The truth is that many Democrats running for statewide office, realizing that their party had a “soft on crime” image that needed to be dealt with, became more committed to senselessly jacking up sentences and riding in the overcriminalization parade than their Republican counterparts. The end result of this was that by the 90s, everyone had begun to realize that America was facing an over-incarceration problem that reflected both a failure of the current system to actually deter crime and also threatened the financial stability of many state budgets.
Accordingly, both Republican and Democrat statewide administrations began testing the waters of various programs designed to reduce incarceration rates.
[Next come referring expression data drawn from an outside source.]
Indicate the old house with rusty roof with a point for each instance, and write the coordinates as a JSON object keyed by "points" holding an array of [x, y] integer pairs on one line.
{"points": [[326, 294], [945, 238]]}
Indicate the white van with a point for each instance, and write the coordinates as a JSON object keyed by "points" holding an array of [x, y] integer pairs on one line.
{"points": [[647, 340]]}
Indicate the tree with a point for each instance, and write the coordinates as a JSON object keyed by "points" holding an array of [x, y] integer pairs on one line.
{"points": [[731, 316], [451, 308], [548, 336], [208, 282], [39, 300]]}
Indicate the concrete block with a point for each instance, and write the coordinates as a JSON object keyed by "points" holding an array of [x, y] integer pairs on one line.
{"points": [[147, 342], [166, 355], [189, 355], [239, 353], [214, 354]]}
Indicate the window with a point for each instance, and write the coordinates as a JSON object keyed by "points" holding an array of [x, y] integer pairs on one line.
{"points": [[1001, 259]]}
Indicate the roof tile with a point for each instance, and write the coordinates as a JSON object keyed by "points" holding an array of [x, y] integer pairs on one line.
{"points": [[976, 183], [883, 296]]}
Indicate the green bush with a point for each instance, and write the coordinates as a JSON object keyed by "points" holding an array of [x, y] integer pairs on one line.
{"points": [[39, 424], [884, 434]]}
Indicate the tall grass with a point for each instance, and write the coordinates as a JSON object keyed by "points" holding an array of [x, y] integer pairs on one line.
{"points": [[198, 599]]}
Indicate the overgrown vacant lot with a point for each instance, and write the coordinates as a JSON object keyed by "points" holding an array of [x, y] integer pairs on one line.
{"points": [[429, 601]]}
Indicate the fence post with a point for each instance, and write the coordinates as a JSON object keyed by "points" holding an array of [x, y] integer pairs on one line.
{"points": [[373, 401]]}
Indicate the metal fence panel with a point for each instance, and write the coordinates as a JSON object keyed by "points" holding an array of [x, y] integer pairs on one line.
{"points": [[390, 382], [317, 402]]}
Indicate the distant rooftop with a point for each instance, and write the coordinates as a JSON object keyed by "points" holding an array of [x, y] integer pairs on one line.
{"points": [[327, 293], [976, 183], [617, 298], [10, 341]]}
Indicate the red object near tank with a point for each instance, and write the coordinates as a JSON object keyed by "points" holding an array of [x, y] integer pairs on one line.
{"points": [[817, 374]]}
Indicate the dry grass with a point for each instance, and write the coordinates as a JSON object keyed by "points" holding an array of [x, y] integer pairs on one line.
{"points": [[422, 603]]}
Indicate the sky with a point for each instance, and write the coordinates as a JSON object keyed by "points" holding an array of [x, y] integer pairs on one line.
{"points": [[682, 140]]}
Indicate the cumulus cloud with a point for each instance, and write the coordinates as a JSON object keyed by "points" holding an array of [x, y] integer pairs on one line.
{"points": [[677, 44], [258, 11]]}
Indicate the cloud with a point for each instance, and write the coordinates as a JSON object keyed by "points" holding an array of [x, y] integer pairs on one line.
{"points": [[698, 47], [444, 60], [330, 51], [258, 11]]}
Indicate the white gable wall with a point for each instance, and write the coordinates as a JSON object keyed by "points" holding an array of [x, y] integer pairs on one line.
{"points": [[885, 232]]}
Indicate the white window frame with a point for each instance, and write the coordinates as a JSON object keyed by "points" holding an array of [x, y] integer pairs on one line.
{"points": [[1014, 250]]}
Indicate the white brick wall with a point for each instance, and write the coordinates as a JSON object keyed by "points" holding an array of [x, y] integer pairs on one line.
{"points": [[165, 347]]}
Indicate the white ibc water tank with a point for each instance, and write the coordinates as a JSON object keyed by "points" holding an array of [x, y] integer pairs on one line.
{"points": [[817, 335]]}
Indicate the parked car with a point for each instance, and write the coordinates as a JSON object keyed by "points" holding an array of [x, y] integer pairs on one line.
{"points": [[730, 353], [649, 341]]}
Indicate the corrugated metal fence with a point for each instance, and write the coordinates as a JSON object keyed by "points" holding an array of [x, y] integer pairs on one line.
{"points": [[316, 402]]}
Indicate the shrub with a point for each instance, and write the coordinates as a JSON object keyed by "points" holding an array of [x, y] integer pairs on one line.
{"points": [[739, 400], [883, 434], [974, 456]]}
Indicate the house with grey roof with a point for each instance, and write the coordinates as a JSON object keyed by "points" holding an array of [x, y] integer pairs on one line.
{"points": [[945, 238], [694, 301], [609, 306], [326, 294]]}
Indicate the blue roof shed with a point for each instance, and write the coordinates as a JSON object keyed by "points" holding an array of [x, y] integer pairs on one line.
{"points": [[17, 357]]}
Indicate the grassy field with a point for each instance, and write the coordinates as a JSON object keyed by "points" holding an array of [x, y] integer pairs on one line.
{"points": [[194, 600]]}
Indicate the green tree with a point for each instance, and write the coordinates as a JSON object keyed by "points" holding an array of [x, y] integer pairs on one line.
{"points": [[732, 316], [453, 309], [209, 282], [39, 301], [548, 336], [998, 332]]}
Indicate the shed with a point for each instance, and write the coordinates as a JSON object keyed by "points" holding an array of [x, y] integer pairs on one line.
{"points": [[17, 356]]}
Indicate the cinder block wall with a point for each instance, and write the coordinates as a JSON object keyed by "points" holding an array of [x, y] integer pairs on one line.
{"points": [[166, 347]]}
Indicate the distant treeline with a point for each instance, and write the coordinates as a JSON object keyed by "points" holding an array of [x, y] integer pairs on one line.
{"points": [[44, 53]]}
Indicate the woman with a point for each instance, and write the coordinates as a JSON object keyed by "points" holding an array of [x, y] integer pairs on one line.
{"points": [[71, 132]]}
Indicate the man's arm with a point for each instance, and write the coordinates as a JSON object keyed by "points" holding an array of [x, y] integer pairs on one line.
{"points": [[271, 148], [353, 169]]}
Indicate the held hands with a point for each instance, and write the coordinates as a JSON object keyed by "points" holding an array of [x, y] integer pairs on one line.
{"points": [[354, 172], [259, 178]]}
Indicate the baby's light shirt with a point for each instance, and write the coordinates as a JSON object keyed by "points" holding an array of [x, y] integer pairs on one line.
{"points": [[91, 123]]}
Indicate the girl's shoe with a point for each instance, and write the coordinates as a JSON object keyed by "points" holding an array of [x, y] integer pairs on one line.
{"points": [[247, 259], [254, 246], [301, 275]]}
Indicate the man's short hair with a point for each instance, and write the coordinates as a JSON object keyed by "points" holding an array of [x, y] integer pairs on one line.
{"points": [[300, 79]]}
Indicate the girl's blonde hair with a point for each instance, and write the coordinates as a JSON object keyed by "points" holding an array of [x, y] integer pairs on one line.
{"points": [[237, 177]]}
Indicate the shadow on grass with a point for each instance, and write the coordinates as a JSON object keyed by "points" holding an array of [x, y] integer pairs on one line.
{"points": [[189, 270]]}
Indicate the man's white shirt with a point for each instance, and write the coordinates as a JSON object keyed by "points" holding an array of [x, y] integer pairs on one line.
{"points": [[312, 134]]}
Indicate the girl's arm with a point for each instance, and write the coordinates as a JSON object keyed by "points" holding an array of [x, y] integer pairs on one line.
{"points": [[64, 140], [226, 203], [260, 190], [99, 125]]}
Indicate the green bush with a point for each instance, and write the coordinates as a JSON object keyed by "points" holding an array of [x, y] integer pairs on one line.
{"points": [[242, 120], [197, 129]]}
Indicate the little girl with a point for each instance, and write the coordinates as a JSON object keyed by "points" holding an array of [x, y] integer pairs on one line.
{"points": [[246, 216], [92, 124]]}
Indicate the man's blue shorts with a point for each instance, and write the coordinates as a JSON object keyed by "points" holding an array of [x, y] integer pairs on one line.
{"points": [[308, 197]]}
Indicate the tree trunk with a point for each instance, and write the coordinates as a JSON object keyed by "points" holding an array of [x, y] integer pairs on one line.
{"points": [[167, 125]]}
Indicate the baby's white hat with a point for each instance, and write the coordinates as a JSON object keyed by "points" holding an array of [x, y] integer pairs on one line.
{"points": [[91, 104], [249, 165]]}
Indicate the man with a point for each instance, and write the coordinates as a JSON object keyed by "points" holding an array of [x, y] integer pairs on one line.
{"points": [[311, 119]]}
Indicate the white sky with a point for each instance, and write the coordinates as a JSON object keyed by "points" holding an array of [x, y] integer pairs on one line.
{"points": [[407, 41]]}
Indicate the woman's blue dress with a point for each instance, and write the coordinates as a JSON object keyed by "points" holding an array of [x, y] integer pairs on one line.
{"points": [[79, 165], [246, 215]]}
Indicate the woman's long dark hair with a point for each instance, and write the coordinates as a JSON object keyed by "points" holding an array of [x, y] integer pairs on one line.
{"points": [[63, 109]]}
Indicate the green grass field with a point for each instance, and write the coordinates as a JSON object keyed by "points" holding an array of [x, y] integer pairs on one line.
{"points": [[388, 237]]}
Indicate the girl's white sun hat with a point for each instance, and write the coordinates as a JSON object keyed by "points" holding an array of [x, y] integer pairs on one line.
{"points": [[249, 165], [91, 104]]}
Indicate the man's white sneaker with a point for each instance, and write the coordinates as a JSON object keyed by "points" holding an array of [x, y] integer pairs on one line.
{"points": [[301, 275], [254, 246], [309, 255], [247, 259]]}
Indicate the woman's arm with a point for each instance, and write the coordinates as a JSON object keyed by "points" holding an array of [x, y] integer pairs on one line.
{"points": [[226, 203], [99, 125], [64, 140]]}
Democrats – not really understanding what motivates crime and having no real concept of the Law of Unintended Consequences, tried a bunch of ineffective measures, such as California’s Proposition 47, which essentially just thoughtlessly re-classified a ton of felonies as misdemeanors, leading California’s already over-taxed metro police forces to just stop making arrests for them at all. The predictable end of this overly simplistic policy championed by Jerry Brown – is that California is now facing a major statewide crime wave that threatens to politically topple anyone who doesn’t loudly condemn the formerly popular ideas of Proposition 47.
Texas, Louisiana, Georgia and Alabama, on the other hand, both had tremendously high incarceration rates after decades of Democrat statewide rule. Rick Perry and Bobby Jindal have, respectively, successfully reduced the incarceration rates in their respective states while actually seeing a reduction in crime. Instead of a mindless program dedicated to essentially declaring that certain crimes would no longer be punished, these states instead understood that not all crimes are created by the same kind of people or for the same reasons, and took active and thoughtful measures to divert people away from the prison population who were susceptible to pre-prison rehabilitation and who would have likely become career criminals if they were incarcerated:
In 2007, having projected a prison-bed shortfall of 17,000 as incarceration rates climbed, the Texas legislature sought to identify ways to curb prison growth while maintaining public safety. With the realization that a short-term investment would avert greater, long-term spending, Texas made a $241 million investment in evidence-based programs designed to reduce recidivism, institute swift and graduated sanctions, and establish drug courts.
To address stubbornly high juvenile incarceration rates, Texas took steps to reform that corrections system as well. The legislature passed reforms aimed at banning the commitment of juveniles to secure state facilities for misdemeanor offenses, reducing the maximum age in which juveniles would be permitted in those facilities, and redirecting certain offenders toward evidence-based community programs instead of jailing them.
The result has been impressive. Since enacting these reforms, Texas has seen the closure of three prisons and a 25 percent reduction in its recidivism rate. Additionally, Texas taxpayers have saved nearly $3 billion in prison costs and have enjoyed their lowest rate of crime since 1968. As Texas has taken point in sensible criminal-justice reform, other states have followed suit with similar legislation. Georgia and Alabama have recently passed sweeping reforms aimed at lowering their own high imprisonment rates (particularly among African Americans) and seeking to divert minor, lower-risk offenders toward community-based programs proven to reduce the likelihood of recidivism.
Commenting on these programs, many liberal publications have remarked that Texas (and other states) have gone “soft on crime” and that doing so is working. The experience of California indicates that going soft on crime just for the sake of being soft on crime is a recipe for failure (and more crime). On the other hand, being smart on crime yields real results – and seems at this point to be the exclusive purview of Republican governors.